Los debates de La Habana, una mirada desde adentro, no es un resumen del acuerdo de paz, ni un perfil de los negociadores, ni una defensa del proceso. El texto de 300 páginas, financiado por el Instituto para las Transiciones Integrales (IFIT), una ONG que ofrece asesoría durante transiciones políticas, es, más bien, una exposición y reflexión de los debates que surgieron en las negociaciones entre el gobierno y las Farc, contados por varios de sus protagonistas.

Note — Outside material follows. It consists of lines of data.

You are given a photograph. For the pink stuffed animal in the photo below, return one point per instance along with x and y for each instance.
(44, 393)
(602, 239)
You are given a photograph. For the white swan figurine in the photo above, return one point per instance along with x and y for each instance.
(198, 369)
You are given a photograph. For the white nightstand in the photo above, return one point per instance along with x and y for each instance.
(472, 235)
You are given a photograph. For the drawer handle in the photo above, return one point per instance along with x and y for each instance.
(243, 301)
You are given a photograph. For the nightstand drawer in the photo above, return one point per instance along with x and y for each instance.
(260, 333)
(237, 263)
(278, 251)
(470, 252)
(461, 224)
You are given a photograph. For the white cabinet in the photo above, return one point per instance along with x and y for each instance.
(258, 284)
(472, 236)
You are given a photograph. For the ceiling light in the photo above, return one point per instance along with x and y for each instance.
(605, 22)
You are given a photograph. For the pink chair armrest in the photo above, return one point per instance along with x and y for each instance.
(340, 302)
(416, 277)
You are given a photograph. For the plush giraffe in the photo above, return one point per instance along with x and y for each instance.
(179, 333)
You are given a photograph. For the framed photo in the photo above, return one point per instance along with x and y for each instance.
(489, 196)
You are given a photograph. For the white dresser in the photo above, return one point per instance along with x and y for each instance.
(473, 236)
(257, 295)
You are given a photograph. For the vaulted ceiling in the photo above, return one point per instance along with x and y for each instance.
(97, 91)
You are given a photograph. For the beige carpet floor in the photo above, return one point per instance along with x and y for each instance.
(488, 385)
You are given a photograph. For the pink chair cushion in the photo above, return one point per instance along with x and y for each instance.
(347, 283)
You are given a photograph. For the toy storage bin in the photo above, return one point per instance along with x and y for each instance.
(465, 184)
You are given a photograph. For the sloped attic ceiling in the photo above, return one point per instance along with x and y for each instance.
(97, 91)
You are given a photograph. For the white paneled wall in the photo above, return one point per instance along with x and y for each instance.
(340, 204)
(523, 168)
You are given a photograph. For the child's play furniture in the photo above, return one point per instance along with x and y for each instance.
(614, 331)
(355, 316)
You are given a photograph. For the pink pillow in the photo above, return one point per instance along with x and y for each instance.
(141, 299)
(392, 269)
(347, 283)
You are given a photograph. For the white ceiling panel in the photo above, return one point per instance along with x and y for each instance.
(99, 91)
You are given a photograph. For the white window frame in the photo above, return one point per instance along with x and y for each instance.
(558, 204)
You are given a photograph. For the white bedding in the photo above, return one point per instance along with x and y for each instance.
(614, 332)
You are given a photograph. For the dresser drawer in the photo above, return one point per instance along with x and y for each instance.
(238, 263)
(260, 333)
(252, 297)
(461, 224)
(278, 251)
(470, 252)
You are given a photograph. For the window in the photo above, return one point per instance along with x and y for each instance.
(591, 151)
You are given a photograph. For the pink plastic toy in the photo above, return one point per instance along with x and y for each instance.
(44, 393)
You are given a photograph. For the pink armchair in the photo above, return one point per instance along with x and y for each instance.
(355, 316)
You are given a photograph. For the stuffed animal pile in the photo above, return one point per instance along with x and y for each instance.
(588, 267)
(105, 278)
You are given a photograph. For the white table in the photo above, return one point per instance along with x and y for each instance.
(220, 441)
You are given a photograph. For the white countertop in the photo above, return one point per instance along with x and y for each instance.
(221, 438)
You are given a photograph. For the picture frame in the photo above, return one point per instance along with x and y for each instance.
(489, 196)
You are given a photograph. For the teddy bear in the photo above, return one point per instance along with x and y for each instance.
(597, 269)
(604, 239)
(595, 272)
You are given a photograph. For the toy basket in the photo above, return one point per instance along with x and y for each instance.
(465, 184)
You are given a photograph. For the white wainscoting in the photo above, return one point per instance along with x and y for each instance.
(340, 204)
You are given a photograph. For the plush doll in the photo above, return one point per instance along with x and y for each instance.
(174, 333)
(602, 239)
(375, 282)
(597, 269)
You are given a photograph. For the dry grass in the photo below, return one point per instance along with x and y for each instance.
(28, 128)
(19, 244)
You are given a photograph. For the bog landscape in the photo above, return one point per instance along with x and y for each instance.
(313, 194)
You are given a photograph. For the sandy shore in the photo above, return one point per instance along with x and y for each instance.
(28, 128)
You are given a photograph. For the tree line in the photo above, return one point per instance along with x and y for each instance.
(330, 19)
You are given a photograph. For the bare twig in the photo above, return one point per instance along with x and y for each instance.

El libro que escribió Andrés Bermúdez Liévano se divide en siete capítulos, seis de ellos correspondientes a los puntos de la negociación y uno a la segunda negociación, que se dio entre el gobierno y los promotores del No, luego del resultado del plebiscito. Además hay un epílogo. Allí se exponen los debates más importantes del proceso, que surgieron alrededor de preguntas como ¿Quién escoge a los que reciben tierras? ¿Cultivos ilícitos o de uso ilícito? ¿La reparación debería incluir la satisfacción de las necesidades básicas?
Bermúdez identificó las preguntas que se hacían los negociadores pues entrevistó a 30 asesores del equipo de gobierno. A diferencia de las caras más visibles, los entrevistados fueron los tecnócratas encargados de preparar la posición del gobierno y de asesorar en los debates ideológicos, filosóficos y políticos más difíciles. “Eran los ‘cargamaleta’ de la negociación”, dice Bermúdez.
Por eso, ellos saben lo que sucedió detrás de cámaras y, además, fueron los encargados de buscar soluciones creativas a debates que parecían imposibles de superar. En el libro participó, por ejemplo, Juanita Gobertus, la coordinadora del punto de justicia y víctimas; Elena Ambrosi, reconocida por sus compañeros como el computador humano, y Juan Fernando Londoño, experto en derecho electoral, entre otros.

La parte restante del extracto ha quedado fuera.